Letters for Thursday, December 4, 2014

• All need to prevent senseless acts • School empowerment would improve state’s education system

All need to prevent senseless acts

The bludgeoning to death of a defenseless Hawaiian monk seal was cold and heartless. 

We need to bring focus and attention to the necessity of re-establishing the essence of “living aloha” and the emphasis of practicing “malama aina” principles to the consciousness of all who live here and to those who come to visit our aina! We are all responsible for protecting and preserving the basic values and traditions developed by the kanaka maoli for all of us to observe and live by. These things cannot be taken for granted! 

Media exponents should be front and center to provide information of these basic principles. Schools should incorporate lessons into the curricula at all levels to develop awareness of these “life lessons.” However, it may be possible to promote ways to “live aloha” and taking care of our environment should be part of our daily lives. This is our shared kuleana — for residents and visitors alike! Let’s join forces and make every effort to prevent cruel and senseless acts like this from happening again. 

Jose Bulatao, Jr., Kekaha

School empowerment would improve state’s education system

More and more people are coming to the realization that Hawaii’s public school system is dysfunctional. The Department of Education has adopted an obsolete organizational model of command and control that has not kept up with how society has evolved and is not consistent with contemporary management principles.

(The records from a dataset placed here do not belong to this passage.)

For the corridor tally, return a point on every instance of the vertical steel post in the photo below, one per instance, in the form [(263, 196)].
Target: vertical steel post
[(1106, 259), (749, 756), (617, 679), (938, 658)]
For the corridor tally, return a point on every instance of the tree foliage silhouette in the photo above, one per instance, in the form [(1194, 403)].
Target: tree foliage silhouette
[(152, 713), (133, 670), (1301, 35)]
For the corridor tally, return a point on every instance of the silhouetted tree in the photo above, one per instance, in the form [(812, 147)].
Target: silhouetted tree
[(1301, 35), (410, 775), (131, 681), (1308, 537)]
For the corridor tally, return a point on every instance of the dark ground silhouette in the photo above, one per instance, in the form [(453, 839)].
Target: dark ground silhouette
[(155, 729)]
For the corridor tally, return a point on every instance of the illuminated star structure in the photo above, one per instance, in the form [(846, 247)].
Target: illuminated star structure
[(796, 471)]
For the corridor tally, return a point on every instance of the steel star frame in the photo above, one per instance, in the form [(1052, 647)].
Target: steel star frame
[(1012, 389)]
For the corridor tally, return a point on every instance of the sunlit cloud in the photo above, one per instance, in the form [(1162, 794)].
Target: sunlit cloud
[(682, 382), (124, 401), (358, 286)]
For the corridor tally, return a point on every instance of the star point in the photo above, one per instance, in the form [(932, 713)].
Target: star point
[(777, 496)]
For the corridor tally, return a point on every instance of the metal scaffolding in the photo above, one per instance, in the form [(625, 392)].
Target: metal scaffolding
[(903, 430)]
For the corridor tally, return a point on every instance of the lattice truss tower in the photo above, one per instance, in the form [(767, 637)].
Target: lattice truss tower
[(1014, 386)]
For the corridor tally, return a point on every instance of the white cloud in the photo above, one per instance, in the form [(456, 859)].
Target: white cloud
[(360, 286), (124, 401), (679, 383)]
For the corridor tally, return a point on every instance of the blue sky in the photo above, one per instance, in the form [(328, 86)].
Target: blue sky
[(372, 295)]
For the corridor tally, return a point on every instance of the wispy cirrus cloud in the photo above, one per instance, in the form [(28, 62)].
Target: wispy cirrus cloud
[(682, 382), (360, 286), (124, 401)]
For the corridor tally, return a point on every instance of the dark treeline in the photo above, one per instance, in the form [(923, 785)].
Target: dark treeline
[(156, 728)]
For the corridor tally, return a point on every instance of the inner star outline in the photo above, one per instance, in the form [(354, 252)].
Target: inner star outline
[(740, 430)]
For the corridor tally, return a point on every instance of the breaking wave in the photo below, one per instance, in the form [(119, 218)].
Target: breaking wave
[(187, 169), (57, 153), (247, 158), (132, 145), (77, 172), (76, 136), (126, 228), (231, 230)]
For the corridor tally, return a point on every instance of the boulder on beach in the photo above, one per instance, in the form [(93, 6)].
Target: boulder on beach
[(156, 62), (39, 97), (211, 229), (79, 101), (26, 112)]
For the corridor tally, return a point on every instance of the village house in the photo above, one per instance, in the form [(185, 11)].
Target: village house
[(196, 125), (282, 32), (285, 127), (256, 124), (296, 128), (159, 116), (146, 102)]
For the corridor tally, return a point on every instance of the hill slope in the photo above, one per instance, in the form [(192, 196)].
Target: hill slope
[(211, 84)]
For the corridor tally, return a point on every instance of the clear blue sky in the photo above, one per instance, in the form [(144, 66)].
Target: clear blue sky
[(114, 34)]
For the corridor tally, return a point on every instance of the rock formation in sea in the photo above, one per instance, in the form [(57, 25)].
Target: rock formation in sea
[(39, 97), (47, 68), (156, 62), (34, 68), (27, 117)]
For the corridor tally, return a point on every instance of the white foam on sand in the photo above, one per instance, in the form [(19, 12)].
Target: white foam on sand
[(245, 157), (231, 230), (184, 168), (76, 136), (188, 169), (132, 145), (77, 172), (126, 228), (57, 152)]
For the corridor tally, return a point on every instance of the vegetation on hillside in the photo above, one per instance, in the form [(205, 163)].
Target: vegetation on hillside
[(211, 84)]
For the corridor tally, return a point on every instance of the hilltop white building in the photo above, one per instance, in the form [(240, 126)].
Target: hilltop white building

The central office of the DOE controls schools by issuing commands and principals and teachers must comply with the mandates. At every school, however, the principal and teachers know much more than those in the central office about their students and how best to educate them.

Principals and teachers often view the mandates as irrelevant to student learning. Yet, they have to comply with the seemingly endless stream of mandates, which detracts from fulfilling their educational responsibilities. It’s no surprise that their morale is at an all-time low.

No wonder Hawaii consistently ranks in the bottom 10 among all state school systems. Good people are working in a bad system.

School empowerment consists of organizing principles that are designed to change the culture of educational institutions, such as Hawaii’s DOE, by putting student learning at the center of all activities. School empowerment aligns the roles and responsibilities of all employees so that they are accountable in their own way for student learning.

School empowerment recognizes that at every school the principal and teachers know their students best, and they can best design the most effective educational program for them. Individual schools are given the majority of the responsibility for student learning. At each school, the principal is an educational leader who encourages and facilitates collaboration among teachers, other school staff, and other stakeholders. Through collaborative efforts, they determine the educational philosophy of the school, the curriculum, instructional methods, and how ancillary services support student learning.

School empowerment envisions a decentralized structure in which the role of the central office and its district offices is changed from one of command and control to that of support for the individual schools. As a group, the individual schools determine what they need from the central office.

School empowerment aligns resources with responsibilities. Most of the total budget for education is distributed equitably to the individual schools because that’s where learning takes place.

School empowerment consists of a set of principles that must be woven into the fabric of the organization. It is not a template that can be easily laid down. The process takes time and requires substantial effort by many people. Ultimately, however, school empowerment holds the promise of achieving excellence in education for Hawaii’s children. They deserve nothing less.